Navratri Foods: Navratri is a Hindu festival dedicated to the goddess Durga and her nine incarnations. Actually, there are four navigators in a year, but only two of them: Chaitra Navratri and Sharad Navratri are known throughout the country.
Chaitra Navratri is celebrated in the Hindu Chaitra months (spring and summer (usually around March and April)), while Sharad navratri is celebrated in autumn from October to November. The celebration will take place from October 17 to 25.
These nine days are very auspicious, everyone is doing their best to please Goddess Durga’s dedication and piety. People get up and bathe early in the morning and pray to the goddess.
They made special robes and long skirts to welcome Goddess Durga to take refuge in her home. Devotees also practice fasts to show their devotion to the goddess. Although some people observe the fast for the full nine days, some keep it on the date (couple) after the first two (or the first two). In addition to religious reasons, these fasts have strong scientific logic.

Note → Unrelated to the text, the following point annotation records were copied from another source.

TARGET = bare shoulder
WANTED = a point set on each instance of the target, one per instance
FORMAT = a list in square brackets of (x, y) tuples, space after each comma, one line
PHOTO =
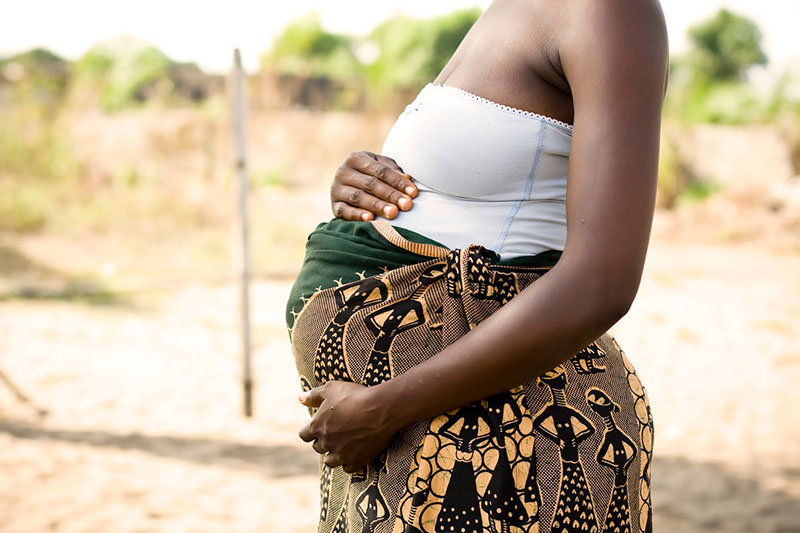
[(628, 35)]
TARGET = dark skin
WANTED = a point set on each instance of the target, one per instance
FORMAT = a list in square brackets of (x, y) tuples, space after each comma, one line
[(600, 65)]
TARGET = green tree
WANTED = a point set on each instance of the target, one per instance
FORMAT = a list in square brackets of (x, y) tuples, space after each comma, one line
[(414, 51), (120, 70), (725, 46), (306, 49)]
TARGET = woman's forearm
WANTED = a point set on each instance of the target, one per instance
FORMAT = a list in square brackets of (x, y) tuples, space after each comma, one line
[(548, 322)]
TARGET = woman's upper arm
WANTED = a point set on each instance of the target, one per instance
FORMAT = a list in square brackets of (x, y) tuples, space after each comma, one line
[(615, 58)]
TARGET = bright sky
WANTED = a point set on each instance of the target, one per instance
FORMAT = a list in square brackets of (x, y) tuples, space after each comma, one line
[(207, 32)]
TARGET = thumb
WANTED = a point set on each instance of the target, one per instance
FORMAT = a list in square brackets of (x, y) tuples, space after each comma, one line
[(312, 398)]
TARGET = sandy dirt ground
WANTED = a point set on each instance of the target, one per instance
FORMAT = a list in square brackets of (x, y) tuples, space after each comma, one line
[(144, 432)]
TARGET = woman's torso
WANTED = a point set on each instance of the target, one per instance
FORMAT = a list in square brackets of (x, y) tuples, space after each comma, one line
[(489, 160), (486, 174)]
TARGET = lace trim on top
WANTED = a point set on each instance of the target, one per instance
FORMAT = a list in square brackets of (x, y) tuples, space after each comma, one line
[(505, 107)]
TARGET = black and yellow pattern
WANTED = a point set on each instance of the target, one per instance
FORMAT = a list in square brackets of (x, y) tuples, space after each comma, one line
[(567, 452)]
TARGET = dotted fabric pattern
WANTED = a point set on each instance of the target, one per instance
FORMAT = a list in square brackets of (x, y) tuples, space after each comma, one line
[(568, 451)]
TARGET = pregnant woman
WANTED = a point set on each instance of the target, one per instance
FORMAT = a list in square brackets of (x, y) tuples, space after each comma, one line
[(455, 360)]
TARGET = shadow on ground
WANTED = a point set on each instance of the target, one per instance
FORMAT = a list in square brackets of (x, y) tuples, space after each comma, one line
[(689, 496), (274, 461), (697, 496), (22, 278)]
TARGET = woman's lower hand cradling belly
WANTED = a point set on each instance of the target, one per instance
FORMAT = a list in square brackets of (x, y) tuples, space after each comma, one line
[(350, 427), (367, 185)]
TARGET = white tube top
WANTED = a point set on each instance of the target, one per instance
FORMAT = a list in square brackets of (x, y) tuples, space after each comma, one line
[(487, 173)]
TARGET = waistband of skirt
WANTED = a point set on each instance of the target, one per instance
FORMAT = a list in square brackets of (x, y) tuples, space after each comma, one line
[(421, 245)]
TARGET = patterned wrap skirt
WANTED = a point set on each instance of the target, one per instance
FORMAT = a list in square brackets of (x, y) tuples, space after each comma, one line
[(569, 451)]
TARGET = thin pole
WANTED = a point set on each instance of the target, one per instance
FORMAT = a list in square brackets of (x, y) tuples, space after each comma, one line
[(240, 129)]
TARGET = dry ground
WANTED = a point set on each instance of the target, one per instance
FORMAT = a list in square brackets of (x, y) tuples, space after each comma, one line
[(144, 432)]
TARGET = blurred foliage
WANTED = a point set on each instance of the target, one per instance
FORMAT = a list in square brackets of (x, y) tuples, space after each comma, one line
[(306, 49), (709, 83), (38, 165), (412, 52), (400, 53), (121, 70), (725, 46)]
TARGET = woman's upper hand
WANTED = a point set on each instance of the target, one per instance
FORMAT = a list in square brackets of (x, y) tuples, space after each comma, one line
[(350, 426), (367, 185)]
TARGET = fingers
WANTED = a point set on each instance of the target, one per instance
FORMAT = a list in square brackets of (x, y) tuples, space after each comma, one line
[(383, 168), (318, 447), (305, 432), (332, 460), (359, 197), (314, 397), (367, 185), (404, 182), (348, 212)]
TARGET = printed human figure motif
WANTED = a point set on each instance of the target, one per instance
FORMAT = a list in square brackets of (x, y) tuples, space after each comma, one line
[(329, 361), (501, 501), (468, 427), (341, 525), (617, 451), (417, 500), (371, 505), (389, 321), (490, 284), (565, 426), (585, 360)]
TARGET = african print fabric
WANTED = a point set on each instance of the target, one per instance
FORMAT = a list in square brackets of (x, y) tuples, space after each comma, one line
[(567, 452)]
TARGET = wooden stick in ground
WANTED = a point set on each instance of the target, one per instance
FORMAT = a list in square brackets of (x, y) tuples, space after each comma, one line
[(240, 129), (19, 395)]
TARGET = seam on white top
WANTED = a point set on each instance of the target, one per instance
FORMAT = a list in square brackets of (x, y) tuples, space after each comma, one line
[(525, 196), (504, 107)]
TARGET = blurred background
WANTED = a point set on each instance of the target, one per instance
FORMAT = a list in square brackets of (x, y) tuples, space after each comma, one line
[(120, 394)]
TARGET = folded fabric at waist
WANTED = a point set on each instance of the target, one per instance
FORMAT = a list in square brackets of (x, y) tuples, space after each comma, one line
[(341, 251)]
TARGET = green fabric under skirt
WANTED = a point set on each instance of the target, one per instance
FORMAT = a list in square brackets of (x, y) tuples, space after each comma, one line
[(568, 451)]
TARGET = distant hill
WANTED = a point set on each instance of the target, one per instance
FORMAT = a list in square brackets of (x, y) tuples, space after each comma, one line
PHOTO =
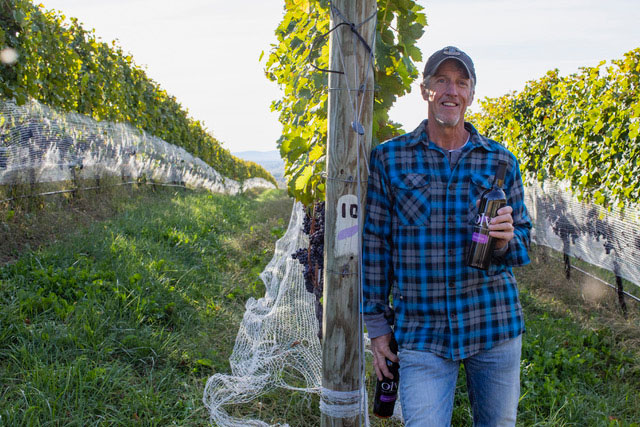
[(270, 160)]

All Navratris begin when the season approaches.
Chaitra Navratri marks the transition from spring to summer, while Sharad Navratra falls around October to November, marking the beginning of winter. During this time, your immunity tends to drop, and during these time intervals, your body is more likely to get sick. Fasting or eating a light diet can help you get stronger from the inside out.
Those of us who are familiar with the Navratri fast know that these days are as popular as Kuttu Ki Puri, Singhade Ka Halwa, Singhare Ke Pakore, Sabudana Vada, and Sabudana Khichdi. Restaurants and supermarkets offer special fasting meals or also known as Vrat ka Khaana. Some people tend to eat only fruit, some people like light meals, while others eat fruit all day and have only one meal for dinner.
The method of fasting may vary from family to family, but for everyone, there are very few rules for fasting. Before you decide to keep these fasts this year, here are guidelines for all the fasting rules you should follow and what you can eat or avoid.
1. Flours and grains
You cannot eat grains like wheat and rice during these fasting periods, but you can eat alternatives like Kuttu ka Atta (buckwheat flour) or Singhare ka Atta (powdered water). You can even eat Rajgira ka Atta (powdered tempura). Besides rice, you can also use Samai Ke Chawal or Samvat Ke Chwaal (sub bar) to make khichdi, dhoklas, or kheer. During Navratris, another star ingredient that you will find in most kitchens is Sabudana. It is usually used to prepare papaya, snacks or vadas.
You can eat all fruits and nuts during these fasting periods. This is the best time to enjoy all seasonal fruits like mango, watermelon, cantaloupe, and apple. You can quickly make a fruit satay or pair it with a bowl of yogurt.
During these nine days, some devotees fasted only fruit and milk.
3. Spices and seasonings
If you are observing the Navratri fast, you should avoid using regular table salt and instead use alternative rock salt or the Santana band.
Sendha namak is a highly crystalline salt, which is obtained by evaporating sea water and does not contain a large amount of sodium chloride (unlike table salt). In Ayurveda, rock salt is considered high grade salt because it is pure and unprocessed.
As for spices, you can use ground cumin or cumin, ground black pepper, green cardamom, cloves, cinnamon, ajwain, black pepper, dried pomegranate seeds, kokum, tamarind, and nutmeg. Some people also use fresh coriander leaves, cold red powder, dried mango powder, Chaat masala (especially fruit), while others may not use them.
Much depends on the beliefs and family traditions of the devotee. Avoid using spices such as turmeric (Haldi), asafoetida (hing), mustard (sarson or rai), fenugreek seeds (methi dana), garam masala, and dhania powder (coriander powder), which generate heat in the body.
Those who practice fasting, as well as relatives who have not switched to a vegetarian diet during these nine days. On an empty stomach, I prefer some vegetables, such as potatoes, sweet potatoes, albi, kacharu, Sunan or yam, lemon, raw or half-cooked pumpkin, and raw pumpkin. You can also eat spinach, tomatoes, squash, cucumbers, and carrots.
Dairy Products You can consume milk and dairy products during the fasting period, such as curd (highly recommended because it keeps the intestines fresh and healthy), cheese or cottage cheese, white butter, ghee, Malaysian wine, and other ingredients.
Milk and lotus leaf preparations. People tend to make cheese at home to maintain purity. Buttermilk and lassi are great drinks to keep you hydrated throughout the day. For cooking oil, avoid using seed oil or refined oil for cooking.
You can cook food with Indian ghee and peanut oil
5. Other food options
You can also choose makhanas (they are great options for snacks), coconut or coconut milk products, Sonth ki chutney (made with tamarind sauce), melon seeds, and peanuts
that must be prepared without onions or garlic. If you want to fast, you should also stay away from beans, lentils, rice flour, cornmeal, all-purpose flour, whole wheat flour, and semolina. Eggs, alcohol, smoking, and non-vegetarian drinks are also strictly prohibited.